A command-line tool to apply dotfiles from a Git repository to your current working directory.
dotme
is a simple utility that helps you quickly set up your development environment by applying dotfiles from a Git repository. It only copies files and folders that start with a dot (.
) from the root of the specified repository into your current directory.
- Apply dotfiles from any Git repository with a single command
- Only copies files and folders that start with a dot (
.
) at the repository root - Recursively copies contents of dotfiles folders
- Cross-platform (Linux, macOS, Windows)
- Save repositories with aliases for quick access
- Clear terminal output with information about what was copied and ignored
- Automatically cleans up temporary files after execution
- Comprehensive test suite with high code coverage
- Continuous integration and automated releases
Download the latest release archive for your platform from the Releases page and extract it.
# Download the tar.gz file (choose amd64 or arm64 according to your architecture)
curl -L https://github.com/rsvinicius/dotme/releases/download/v0.2.0/dotme_0.2.0_linux_amd64.tar.gz -o dotme.tar.gz
# Extract the archive
tar -xzf dotme.tar.gz
# Move the binary to a directory in your PATH (optional)
sudo mv dotme /usr/local/bin/
# Download the tar.gz file (choose amd64 or arm64 according to your architecture)
curl -L https://github.com/rsvinicius/dotme/releases/download/v0.2.0/dotme_0.2.0_darwin_amd64.tar.gz -o dotme.tar.gz
# Extract the archive
tar -xzf dotme.tar.gz
# Move the binary to a directory in your PATH (optional)
sudo mv dotme /usr/local/bin/
- Download the Windows zip file.
- Extract the zip file.
- Rename the extracted file to
dotme.exe
(optional). - Add it to your PATH or place it in a directory that's already in your PATH.
# Clone the repository
git clone https://github.com/rsvinicius/dotme.git
# Change to the project directory
cd dotme
# Build the binary
go build -o dotme
# Install the binary to your PATH (optional)
go install
# Apply dotfiles from a Git repository
dotme https://github.com/your-username/dotfiles
# Save a repository with an alias
dotme -s my-dotfiles https://github.com/your-username/dotfiles
# Apply dotfiles using a saved alias
dotme -a my-dotfiles
# List all saved repository aliases
dotme list-aliases
# Remove a saved repository alias
dotme remove-alias my-dotfiles
# Display version information
dotme version
# Apply dotfiles from a repository
dotme https://github.com/your-username/dotfiles
This will:
- Clone the repository to a temporary directory
- Copy only files and folders that start with a dot (
.
) from the root of the repository to your current directory - Show what was copied and what was ignored
- Clean up the temporary directory
You can save frequently used repositories with aliases for easier access:
# Save a repository with an alias
dotme -s work-dotfiles https://github.com/your-company/dotfiles
# Apply dotfiles using the saved alias
dotme -a work-dotfiles
# List all saved aliases
dotme list-aliases
# Remove an alias you no longer need
dotme remove-alias work-dotfiles
Aliases are stored in ~/.dotme/config.json
and can be used across sessions.
dotme
performs the following steps:
- Clones the specified Git repository to a temporary directory
- Scans the root of the cloned repository for files and folders that start with a dot (
.
) - Copies those files/folders to your current working directory
- For folders, it recursively copies all contents (regardless of whether the inner files start with a dot)

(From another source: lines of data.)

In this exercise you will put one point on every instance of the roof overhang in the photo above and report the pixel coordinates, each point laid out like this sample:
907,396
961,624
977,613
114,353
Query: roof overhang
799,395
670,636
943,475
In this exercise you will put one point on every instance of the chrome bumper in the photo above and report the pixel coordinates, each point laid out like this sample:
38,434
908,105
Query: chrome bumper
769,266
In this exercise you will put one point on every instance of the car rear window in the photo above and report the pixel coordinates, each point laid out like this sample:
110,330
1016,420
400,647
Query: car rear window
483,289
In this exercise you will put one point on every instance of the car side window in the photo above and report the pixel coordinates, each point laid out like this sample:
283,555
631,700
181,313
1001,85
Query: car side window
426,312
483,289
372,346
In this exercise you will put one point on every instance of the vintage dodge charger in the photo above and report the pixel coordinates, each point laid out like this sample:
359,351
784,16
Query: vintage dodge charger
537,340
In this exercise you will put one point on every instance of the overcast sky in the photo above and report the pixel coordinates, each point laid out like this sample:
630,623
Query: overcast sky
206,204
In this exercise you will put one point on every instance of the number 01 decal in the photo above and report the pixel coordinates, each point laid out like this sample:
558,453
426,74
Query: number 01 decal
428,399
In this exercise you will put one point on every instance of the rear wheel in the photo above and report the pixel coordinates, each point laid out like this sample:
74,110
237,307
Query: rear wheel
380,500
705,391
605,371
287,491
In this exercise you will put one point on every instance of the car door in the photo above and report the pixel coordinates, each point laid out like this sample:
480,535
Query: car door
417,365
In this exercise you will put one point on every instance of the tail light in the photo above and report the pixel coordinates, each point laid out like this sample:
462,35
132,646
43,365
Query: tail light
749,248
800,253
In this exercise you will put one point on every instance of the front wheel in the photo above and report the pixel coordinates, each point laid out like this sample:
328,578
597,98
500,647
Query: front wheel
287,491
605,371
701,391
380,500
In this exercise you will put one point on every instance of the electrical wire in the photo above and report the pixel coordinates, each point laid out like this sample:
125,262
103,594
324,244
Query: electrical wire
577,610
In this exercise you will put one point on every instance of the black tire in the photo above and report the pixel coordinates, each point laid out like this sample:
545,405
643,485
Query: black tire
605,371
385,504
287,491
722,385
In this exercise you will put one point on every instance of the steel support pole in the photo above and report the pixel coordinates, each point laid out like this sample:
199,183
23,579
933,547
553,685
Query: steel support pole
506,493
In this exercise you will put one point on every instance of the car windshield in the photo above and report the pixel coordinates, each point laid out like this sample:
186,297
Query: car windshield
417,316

- Displays a summary of what was copied and what was ignored
- Cleans up the temporary directory
The project follows a structured organization with clear separation of concerns:
dotme/
├── cmd/ # Command-line interface
├── internal/ # Implementation code
│ ├── alias/ # Repository alias management
│ ├── fs/ # File system operations
│ ├── git/ # Git repository operations
│ └── dotfiles.go # Integration layer
└── test/ # Test code
├── alias/ # Alias tests
├── fs/ # File system tests
└── mocks/ # Mock implementations
All tests can be run using:
go test ./...
This project uses GitHub Actions for continuous integration and deployment:
- CI pipeline runs on every push and pull request, performing tests, linting, and builds
- Release workflow automatically creates releases when version tags are pushed
- Cross-platform builds ensure compatibility across Linux, macOS, and Windows
Contributions are welcome! Please check out our Contributing Guidelines for details.
This project is licensed under the MIT License - see the LICENSE file for details.
We use Semantic Versioning. For the versions available, see the tags on this repository.